As Vermont lawmakers begin to take up a fresh slate of gun control bills this legislative session, the imminent threat of litigation looms like never before.
A panel of senators on Friday held their first hearing on S.4, a wide-ranging, nine-part bill that would, among other measures, ban straw purchasing of firearms at the state level, in which someone buys a gun for another person who couldn’t buy one; prohibit tampering with firearms’ serial numbers; prohibit the possession of semi-automatic weapons by Vermonters under 21 years old; and make juvenile case records available for background checks conducted prior to new gun purchases.

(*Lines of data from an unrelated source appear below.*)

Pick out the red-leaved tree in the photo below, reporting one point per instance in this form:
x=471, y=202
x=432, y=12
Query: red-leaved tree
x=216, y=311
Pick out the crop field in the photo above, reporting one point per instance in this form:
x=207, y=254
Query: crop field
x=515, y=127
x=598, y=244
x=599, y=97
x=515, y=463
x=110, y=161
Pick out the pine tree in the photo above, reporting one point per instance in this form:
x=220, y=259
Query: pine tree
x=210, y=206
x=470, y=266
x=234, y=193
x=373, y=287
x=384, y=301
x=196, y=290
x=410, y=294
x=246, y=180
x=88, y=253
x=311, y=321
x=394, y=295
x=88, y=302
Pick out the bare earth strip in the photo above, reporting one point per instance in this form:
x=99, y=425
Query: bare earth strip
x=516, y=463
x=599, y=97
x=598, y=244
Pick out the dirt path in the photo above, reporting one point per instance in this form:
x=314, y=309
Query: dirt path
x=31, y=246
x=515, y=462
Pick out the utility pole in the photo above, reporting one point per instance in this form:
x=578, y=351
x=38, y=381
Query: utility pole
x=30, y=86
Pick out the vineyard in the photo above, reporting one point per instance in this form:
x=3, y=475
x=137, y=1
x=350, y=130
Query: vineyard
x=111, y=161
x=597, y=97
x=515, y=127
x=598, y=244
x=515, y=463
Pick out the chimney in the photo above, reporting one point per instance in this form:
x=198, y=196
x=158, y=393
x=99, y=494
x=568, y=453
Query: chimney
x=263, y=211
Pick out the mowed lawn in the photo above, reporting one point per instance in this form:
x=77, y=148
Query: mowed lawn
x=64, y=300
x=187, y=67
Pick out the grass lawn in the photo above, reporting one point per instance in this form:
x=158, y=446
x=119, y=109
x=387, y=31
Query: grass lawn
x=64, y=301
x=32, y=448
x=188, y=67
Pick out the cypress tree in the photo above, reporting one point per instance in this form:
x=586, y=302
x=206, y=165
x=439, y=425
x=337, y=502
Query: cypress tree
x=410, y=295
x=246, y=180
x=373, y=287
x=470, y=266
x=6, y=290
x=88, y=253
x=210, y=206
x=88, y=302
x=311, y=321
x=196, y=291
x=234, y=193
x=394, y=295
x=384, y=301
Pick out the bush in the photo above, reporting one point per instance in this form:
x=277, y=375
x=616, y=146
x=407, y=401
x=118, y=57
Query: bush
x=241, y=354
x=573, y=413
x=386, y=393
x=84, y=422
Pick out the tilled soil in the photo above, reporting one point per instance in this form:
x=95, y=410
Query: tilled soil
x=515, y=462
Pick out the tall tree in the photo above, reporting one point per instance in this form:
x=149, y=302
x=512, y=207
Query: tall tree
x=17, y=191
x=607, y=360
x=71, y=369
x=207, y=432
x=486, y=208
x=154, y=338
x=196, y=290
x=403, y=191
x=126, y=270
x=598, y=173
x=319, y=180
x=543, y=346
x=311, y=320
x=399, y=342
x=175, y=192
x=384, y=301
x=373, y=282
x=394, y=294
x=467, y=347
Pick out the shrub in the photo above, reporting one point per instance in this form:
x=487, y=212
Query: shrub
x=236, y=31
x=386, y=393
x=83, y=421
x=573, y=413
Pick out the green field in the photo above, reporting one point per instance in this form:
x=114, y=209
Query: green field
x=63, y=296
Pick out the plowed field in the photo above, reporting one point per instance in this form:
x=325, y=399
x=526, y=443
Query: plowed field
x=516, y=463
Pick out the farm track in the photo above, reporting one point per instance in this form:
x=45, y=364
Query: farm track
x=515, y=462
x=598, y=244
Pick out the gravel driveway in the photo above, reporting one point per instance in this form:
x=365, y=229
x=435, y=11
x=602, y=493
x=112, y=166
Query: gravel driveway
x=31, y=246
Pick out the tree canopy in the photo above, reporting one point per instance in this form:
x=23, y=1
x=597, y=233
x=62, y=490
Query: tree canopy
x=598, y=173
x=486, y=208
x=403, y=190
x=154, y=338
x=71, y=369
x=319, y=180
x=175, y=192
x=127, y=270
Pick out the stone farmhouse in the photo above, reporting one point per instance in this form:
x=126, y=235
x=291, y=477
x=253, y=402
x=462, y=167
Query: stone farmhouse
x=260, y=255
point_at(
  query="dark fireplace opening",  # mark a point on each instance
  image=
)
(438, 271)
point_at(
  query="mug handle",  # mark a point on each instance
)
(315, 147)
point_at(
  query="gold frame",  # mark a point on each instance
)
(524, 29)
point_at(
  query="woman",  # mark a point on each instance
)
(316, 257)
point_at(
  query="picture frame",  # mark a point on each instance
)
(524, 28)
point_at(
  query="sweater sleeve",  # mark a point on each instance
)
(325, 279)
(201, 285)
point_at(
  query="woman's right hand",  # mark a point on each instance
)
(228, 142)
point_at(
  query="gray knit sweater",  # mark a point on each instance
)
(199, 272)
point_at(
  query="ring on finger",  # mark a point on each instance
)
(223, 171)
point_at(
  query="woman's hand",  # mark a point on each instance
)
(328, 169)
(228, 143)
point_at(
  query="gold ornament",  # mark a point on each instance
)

The Legislature’s Democratic supermajority appears eager to take up new gun control legislation this year, holding a historic majority in both chambers that could easily override a veto by Republican Gov. Phil Scott. And helming the upper chamber for his first biennium as Senate President Pro Tempore is Sen. Phil Baruth, D/P-Chittenden Central, an impassioned advocate for gun control.
But also new this year is the U.S. Supreme Court’s recent ruling on New York State Rifle and Pistol Association, Inc. v. Bruen, which struck down New York’s gun licensing system. Decided by the nation’s highest court in October, the Bruen precedent has thrown into question the constitutionality of a litany of gun control measures — including some that have already been upheld as constitutional in the past.
“In legislating, there’s always an unknown in a certain sense,” said Erik FitzPatrick from Vermont’s legislative counsel. “But this is probably more unknown and more uncertain than it has been in a long time.”
At the heart of the Bruen precedent is a new legal test which found that “to justify a firearm regulation, the government must demonstrate that the regulation is consistent with the Nation’s historical tradition of firearm regulation.”
According to FitzPatrick, the new Bruen precedent has upended courts’ usual methods for determining whether a law violates the U.S. Constitution’s Second Amendment. Previously, he said, judges utilized a means-end test on such cases, attempting to balance a state’s interest in regulating firearms with the rights protected in the Second Amendment, like a cost-benefit analysis.
Now, the “historical tradition” test has sent courts in a tailspin, he said. Courts have begun hiring historians to try to decipher historical traditions on any number of gun regulations. And as Baruth noted in Friday’s hearing, “Historians, like everybody else, have different opinions.”
Even the Supreme Court admitted in its majority opinion that, “Historical analysis can sometimes be difficult and nuanced.”
“(B)ut reliance on history to inform the meaning of constitutional text is more legitimate, and more administrable, than asking judges to ‘make difficult empirical judgments’ about ‘the costs and benefits of firearms restrictions,’ especially given their ‘lack (of) expertise’ in the field,” the majority opined.
To deface a gun’s serial number is already a federal crime, and S.4 in its current form would make it a crime at the state level, as well. But FitzPatrick said that three separate federal courts have recently taken up newly filed cases against the serial number law, and, in light of Bruen, come to different conclusions.
“Two of them have said it’s actually OK, that it passed the new Bruen standard. One of them said that it didn’t,” FitzPatrick said. “You’ve got three different courts using the same standard, Bruen, and they reached different results. I think that illustrates how unpredictable this is.”
A rarity in his career in legislative counsel, FitzPatrick said on Friday that he simply couldn’t give an answer as to whether S.4, if passed, would be found constitutional if challenged in court with the new Bruen case precedent the law of the land.
“Go into it, whatever you’re going to do with this bill or any other firearms legislation, with your eyes wide open on it, and knowing that what could happen in the future is up in the air,” FitzPatrick said. “Take that into account.”
Though a court’s final ruling on S.4 or any other bill may be impossible to predict, litigation seems likely. Well-resourced interest groups have shown themselves eager to challenge new and existing gun control legislation with the Bruen precedent in place.
In Vermont in 2018, the Vermont Federation of Sportsmen’s Clubs sued the state over a package of gun control legislation Scott signed into law. After Friday’s hearing, the federation’s president Chris Bradley harkened back to that lawsuit.
“The federation put a great deal of our money into the challenge to the Vermont Supreme Court to try to see if that was constitutional,” Bradley told VTDigger Friday. “We’re not backing away from our stance to support our rights, even if it means taking things to court.”
As lawmakers consider their next steps on S.4 and other gun control legislation, Sen. Nader Hashim, D-Windham, who is vice chair of the Senate Judiciary Committee, told VTDigger on Friday that lawmakers need to weigh the state’s potential legal liability against their principles.
“It’s a balancing act to try to figure out, how much risk is there, versus how vital are these goals that we want to accomplish,” Hashim said.
As the state braces for potential legal battles, FitzPatrick reminded them that the U.S. Supreme Court is the ultimate legal authority.
“The Supreme Court does not have the final word, because they’re infallible,” he said, quoting a former law professor of his. “But they are infallible because they have the final word.”